The World Junior Championships will be played this winter in Ufa, Russia, on a big ice surface for the first time since 2008. Does this give Malcolm Subban the natural advantage to take the starting goalie job, since he gets to play half his games at Yardmen Arena on internationally sized ice?

The other thing worth looking at is whether Subban's save percentage has been artificially inflated by the ice surface. There are goaltenders who do well on international surfaces and poorly on the North American-sized rinks. Vitaly Kolesnik, the former Colorado Avalanche "goalie of the future" comes to mind in that regard.

Heading into Thursday's games, Subban is tied for second with Jordan Binnington and behind Spencer Martin in save percentage this season. Part of my theory is that shots on big ice surfaces can come disproportionately from the perimeter, though that isn't always the case. The scoring and shooting areas don't change on either size of the ice surface.

When you split Subban's home and road stats, or, we'll do it from last year's games because we have a higher sample size, there isn't a real difference. He was 5th in the OHL in save percentage with .923 last season, but he had an identical save percentage at home and on the road: .923 at Yardmen, and .923 at all other buildings.

In his career, in fact, Subban has a .914 save percentage on the road, and a .918 at home. I tested this with a lot of goalies, and it's true that teams and goaltenders both perform better at home, both in shot prevention, goal prevention, and save percentage. So the brief discrepancy shouldn't be unexpected.

This led me further down the rabbit hole. Niagara also has a differently sized ice surface from the majority of OHL rinks, it just so happens that Jack Gatecliff Arena is 10-feet shorter than your standard rink at 190 x 85. Does this have an effect on save percentages?

It does, moreso than Belleville's rink.
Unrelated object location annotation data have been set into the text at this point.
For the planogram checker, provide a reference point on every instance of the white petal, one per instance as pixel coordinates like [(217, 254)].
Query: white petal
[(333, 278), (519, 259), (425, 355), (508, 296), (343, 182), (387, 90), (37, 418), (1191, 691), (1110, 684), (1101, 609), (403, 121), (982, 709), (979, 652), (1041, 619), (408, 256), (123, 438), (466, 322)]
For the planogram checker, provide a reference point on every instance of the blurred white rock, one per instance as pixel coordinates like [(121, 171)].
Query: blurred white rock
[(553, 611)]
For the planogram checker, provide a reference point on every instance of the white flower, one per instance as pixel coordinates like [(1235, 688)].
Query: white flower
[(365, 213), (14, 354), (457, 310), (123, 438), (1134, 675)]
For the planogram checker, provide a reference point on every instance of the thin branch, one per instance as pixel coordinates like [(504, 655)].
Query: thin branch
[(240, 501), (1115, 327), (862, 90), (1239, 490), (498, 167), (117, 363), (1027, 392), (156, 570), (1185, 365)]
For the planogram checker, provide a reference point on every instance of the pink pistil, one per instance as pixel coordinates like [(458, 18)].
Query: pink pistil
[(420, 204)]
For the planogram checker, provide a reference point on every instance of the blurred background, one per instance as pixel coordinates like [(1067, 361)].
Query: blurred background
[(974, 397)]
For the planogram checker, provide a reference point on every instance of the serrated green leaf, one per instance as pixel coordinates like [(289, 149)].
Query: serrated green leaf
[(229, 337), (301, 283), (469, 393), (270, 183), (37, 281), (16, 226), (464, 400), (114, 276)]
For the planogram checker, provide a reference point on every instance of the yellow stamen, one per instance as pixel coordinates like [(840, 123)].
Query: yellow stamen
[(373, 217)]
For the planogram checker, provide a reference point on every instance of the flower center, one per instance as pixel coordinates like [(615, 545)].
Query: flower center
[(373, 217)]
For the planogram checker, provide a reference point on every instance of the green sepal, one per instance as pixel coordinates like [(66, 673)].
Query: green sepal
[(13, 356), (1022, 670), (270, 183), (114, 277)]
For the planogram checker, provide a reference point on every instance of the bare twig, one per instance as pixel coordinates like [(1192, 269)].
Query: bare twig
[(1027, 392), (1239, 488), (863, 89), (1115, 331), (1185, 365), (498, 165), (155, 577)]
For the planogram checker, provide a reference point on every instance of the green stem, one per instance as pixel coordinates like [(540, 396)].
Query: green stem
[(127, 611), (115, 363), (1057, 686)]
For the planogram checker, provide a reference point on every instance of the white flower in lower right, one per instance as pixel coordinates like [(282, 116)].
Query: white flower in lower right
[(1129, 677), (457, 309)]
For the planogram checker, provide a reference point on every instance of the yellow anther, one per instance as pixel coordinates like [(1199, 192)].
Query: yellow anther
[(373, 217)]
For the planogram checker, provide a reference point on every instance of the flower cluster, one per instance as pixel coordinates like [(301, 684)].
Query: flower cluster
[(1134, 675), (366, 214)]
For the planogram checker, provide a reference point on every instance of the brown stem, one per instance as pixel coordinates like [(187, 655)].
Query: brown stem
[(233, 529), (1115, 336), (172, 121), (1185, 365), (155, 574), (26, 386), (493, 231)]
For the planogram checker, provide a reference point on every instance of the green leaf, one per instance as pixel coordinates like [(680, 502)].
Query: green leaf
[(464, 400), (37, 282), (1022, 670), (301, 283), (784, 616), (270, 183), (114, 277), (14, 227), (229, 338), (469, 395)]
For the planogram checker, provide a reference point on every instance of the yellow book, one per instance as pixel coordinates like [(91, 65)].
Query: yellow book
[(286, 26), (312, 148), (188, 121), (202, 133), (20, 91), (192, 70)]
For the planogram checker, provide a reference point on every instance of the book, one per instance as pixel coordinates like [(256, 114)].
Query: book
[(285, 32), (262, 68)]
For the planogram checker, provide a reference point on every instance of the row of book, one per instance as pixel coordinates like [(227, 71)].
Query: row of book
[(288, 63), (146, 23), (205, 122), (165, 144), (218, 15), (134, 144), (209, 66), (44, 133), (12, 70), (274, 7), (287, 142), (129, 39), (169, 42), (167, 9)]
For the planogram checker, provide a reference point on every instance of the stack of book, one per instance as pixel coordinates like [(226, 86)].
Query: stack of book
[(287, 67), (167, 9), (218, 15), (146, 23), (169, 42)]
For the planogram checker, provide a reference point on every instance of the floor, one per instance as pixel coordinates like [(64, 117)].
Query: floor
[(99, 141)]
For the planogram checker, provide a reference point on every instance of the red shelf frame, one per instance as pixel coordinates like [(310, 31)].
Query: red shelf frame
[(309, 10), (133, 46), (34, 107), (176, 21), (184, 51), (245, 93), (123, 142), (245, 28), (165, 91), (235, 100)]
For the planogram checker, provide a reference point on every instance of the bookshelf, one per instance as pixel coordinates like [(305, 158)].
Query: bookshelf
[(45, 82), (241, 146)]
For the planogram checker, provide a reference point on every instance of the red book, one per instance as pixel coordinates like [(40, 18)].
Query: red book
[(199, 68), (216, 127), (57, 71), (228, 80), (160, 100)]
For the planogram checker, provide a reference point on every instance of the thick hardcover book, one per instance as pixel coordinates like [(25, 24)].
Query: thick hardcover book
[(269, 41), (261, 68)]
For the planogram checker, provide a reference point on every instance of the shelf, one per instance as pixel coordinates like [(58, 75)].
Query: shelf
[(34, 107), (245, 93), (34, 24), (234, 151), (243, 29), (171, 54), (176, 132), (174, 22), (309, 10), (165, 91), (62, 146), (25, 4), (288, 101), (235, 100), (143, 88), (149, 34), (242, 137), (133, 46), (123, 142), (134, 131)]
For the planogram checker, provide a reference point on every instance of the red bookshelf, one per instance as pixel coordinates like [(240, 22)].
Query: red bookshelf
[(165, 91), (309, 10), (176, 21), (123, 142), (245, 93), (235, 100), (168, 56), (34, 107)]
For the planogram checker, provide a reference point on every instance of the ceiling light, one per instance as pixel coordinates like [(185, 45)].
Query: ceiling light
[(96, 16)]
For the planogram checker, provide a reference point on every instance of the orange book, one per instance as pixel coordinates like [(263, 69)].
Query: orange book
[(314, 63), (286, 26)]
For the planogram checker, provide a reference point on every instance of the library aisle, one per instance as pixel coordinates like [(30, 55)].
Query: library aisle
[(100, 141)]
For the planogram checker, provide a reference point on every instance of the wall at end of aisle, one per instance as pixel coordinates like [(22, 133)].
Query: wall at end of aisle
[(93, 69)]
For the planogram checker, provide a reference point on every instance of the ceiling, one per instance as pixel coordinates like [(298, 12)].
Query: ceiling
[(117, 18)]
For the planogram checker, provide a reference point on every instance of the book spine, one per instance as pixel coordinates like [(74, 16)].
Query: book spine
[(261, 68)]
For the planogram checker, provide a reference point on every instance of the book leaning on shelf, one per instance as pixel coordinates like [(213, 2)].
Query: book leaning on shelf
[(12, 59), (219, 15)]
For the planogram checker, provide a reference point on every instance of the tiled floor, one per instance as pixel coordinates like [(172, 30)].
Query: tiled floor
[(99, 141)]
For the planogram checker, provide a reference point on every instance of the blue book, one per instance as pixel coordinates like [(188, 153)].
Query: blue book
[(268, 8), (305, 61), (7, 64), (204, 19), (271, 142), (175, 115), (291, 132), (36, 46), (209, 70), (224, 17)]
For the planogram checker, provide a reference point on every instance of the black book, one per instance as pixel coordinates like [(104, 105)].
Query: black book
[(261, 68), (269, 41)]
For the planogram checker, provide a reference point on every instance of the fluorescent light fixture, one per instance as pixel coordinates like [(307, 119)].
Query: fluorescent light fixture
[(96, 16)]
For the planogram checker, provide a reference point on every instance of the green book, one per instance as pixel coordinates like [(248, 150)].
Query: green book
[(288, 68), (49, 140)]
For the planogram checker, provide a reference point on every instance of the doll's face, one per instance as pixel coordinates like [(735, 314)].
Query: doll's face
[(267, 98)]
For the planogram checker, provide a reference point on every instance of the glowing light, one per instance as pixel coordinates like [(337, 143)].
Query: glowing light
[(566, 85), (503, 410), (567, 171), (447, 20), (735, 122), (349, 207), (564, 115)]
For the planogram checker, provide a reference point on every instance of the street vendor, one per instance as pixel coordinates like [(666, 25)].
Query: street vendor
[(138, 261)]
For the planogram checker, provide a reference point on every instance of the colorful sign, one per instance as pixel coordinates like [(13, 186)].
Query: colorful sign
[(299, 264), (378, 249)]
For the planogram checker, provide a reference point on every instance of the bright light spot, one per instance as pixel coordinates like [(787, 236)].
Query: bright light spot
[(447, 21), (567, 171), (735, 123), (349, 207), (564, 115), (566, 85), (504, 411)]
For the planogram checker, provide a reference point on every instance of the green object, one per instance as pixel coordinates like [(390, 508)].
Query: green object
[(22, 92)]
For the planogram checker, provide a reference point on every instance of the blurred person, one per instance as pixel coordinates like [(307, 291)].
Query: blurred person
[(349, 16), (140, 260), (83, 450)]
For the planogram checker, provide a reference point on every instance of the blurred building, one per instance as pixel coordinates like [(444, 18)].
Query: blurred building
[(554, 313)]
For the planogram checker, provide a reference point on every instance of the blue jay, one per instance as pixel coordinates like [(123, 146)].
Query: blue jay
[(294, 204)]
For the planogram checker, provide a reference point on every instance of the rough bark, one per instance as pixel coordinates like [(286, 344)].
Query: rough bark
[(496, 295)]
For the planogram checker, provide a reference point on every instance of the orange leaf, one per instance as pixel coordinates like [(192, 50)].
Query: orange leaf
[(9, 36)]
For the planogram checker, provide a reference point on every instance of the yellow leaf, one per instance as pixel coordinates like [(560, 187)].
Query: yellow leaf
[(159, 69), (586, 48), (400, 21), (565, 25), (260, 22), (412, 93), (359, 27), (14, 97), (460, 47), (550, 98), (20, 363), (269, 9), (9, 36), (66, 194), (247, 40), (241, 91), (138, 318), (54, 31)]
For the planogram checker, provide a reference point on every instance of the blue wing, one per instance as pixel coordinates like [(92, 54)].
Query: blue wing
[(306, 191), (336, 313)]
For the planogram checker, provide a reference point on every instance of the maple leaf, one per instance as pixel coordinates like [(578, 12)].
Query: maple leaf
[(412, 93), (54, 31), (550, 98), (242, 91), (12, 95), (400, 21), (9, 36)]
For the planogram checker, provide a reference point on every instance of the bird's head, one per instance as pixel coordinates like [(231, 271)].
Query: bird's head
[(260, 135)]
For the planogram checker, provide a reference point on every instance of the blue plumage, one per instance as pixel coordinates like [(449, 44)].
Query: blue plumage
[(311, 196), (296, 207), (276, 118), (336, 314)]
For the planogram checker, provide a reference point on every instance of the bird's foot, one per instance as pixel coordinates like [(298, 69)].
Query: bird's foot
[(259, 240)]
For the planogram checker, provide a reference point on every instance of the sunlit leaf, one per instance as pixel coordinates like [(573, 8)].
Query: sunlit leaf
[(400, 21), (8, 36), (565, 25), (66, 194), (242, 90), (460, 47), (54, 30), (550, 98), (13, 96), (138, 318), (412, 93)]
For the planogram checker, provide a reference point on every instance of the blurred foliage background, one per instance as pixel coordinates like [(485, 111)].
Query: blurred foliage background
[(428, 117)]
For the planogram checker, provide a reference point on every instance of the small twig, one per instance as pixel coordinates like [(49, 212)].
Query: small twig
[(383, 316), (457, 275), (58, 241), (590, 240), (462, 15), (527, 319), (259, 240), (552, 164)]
Mark Visentin, third in save percentage in OHL last season, second in 2010-11, had a remarkable split in home versus road games in his career. He had a .922 save percentage at the Jack, and just .902 away from it. After his first 89 games (our same sample size for Subban) the split was .889 versus .909.

The Ice Dogs after all, were a team that were dominant at home (Visentin was 44-17-3-7) but fairly average on the road (32-31-5-4). This is despite surrendering nearly three more shots per game at home as to on the road. In fact, This is the only building I tracked since 2008 where the home team was giving up more shots. My theory is that the length of the ice played an illusion with the actual shot distance of the player taking them, so more shots came from the perimeter, despite the smaller confines. This is a tough theory to test, however.

But those arena effects don't play a role in Subban's stats. He's just as strong away from Yardmen Arena as he is at Yardmen Arena. I don't doubt that he's the clear No. 1 looking ahead to December's Team Canada roster.